Candelario has not been putting the same charge into the ball since his injury. According to Fangraphs, 15.6% of his batted balls were hit softly before May 25th, better than the league average 18%. Since then, 22.6% of his balls in play have been of the soft variety, predictably hurting Candelario's production. Candelario's fly ball rate has risen since his injury, which may seem like a good thing; however, these fly balls have not been hit well. 15.2% of his fly balls have been infield flies, much worse than the league average of 10.4%. Per Baseball Savant, Candelario barreled 8.9% of his batted balls in April and 12.5% in May, but since then his monthly rates have varied between 3.6% and 5.3%, all below the 5.8% league average. Simply put, Candelario has been getting under too many pitches and hasn't been squaring them up, which is a large part of why his average and slugging percentage have cratered.

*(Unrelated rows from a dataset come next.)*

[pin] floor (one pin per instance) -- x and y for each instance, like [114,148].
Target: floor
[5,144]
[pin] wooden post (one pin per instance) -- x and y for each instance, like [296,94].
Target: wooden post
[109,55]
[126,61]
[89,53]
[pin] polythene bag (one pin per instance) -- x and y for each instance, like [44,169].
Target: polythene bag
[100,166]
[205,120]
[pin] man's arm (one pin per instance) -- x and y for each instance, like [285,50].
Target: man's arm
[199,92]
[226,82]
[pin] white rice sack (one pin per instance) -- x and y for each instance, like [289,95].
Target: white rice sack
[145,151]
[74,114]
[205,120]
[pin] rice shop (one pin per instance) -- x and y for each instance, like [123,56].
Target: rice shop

Candelario has also developed a swing and miss problem that has caused his strikeout percentage to rise from 22.8% pre-injury to 27.7% post-injury. Take a look at his monthly swing and miss rates on all pitches:
Candelario began whiffing way more often starting in June. It wasn't just that he's chasing more pitches, Candelario also can't make contact when he swings at pitches in the zone.
Candelario has a big problem at the plate right now. When he's hit the ball, the results haven't been as good as earlier this season, which is made worse because he's hitting the ball less often. There isn't much to indicate that he's been getting pitched to differently since coming off the DL, which suggests that he may still have a problem with his wrist. It's not uncommon for batters who come back from wrist injuries to struggle for the rest of the season, and maybe Candelario will come back next season at full health and hit like he did at the start of 2018. It would probably be good news to hear that the wrist is still bothering him, because there isn't much to like in Candelario's performance since getting hurt. While his wOBA and slugging percentage have been above average in September, his expected stats are still ugly. His highest monthly xwOBA since May was .297 in August, and his best xSLG% was .368 in the same month, which happens to be the month he had a slight improvement in his whiff rate.
It isn't clear if Candelario will play again this season, as he's been out of the lineup recently with back spasms. If his 2018 season is over, he'll finish with a 97 wRC+ and 2.3 fWAR. Candelario is an above average player so long as he can play passable defense at third and put up an average batting line, and I'd bet that he can do that going forward. But 2018 went south pretty fast for Candelario, and his offensive struggles are cause for some concern. If his problems aren't just injury symptoms and go unsolved, then he isn't a lock to be the everyday player we thought he'd be.